# Has anyone donated a car to charity?



## eulogy (Oct 29, 2011)

I guess the question is what sort of value do they give you for your car (tax receipt).

I want to sell my car, but I'm having a really hard time with it. I hate the process so much. With all the low balling, sitting around waiting for people to look at the car, the meaningless chit chat, the time to invest in the process. This idea has popped into my head.

Though my car works, runs fine and definitely under priced for the amount of KMs. But the car is from out east and has rust on it, which obviously is a trouble sign for any buyer. And I get that. It just makes the process of selling more tedious and depressing.

Being the first car I'm trying to get rid of, what do you think I should do?


----------



## dubmac (Jan 9, 2011)

Consider donating it to the Canadian Kidney Foundation - http://www.kidney.ca/kidneycar
The web site gives you the details...
They'll give you a tax receipt - the website says that to determine the value of the tax receipt, "Donation value tax receipts are reflective of automotive recycling market conditions which vary. However if you feel your vehicle is worth more please contact your local Kidney Car Hotline and they will be able to give you a location to take your vehicle to to have it appraised for a tax receipt value."


----------



## carverman (Nov 8, 2010)

eulogy said:


> I
> Though my car works, runs fine and definitely under priced for the amount of KMs. But the car is from out east and has rust on it, which obviously is a trouble sign for any buyer. And I get that. It just makes the process of selling more tedious and depressing.
> 
> Being the first car I'm trying to get rid of, what do you think I should do?

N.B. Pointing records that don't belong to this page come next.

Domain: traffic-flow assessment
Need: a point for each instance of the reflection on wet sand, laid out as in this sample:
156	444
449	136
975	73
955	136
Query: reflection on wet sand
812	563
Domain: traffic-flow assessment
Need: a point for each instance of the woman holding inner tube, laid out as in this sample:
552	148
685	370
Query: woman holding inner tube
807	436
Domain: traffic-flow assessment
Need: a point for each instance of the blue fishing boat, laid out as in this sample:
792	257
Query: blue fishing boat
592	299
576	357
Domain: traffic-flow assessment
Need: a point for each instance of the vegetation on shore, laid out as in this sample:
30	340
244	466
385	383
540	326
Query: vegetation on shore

Call a charity and give them a description of the car. They will be able to haul it away for free and give you a minor (probably $100 or less) tax receipt.
As far as scrap prices at the auto recyclers..and you would have to drive it there, take the plates off and sign over the owner ship to them...
*



What is the current price for automotive scrap car bodies?
Scrap Metal prices for car bodies is around $250 per ton. In addition, the catalytic converters and rims are also worth money.

Click to expand...

*if you have a small compact..probably that;s about all you can expect..a Cadillac may fetch up to $500. Just to prove this point, if you trade in a 10 year old car on a new one at the dealers,
they will allow you $500 "crusher price" for it.


----------



## jcgd (Oct 30, 2011)

I got a tax recipt for something like $48 on my Toyota turcel. It was scrap, didn't run.


----------



## carverman (Nov 8, 2010)

jcgd said:


> I got a tax recipt for something like $48 on my Toyota turcel. It was scrap, didn't run.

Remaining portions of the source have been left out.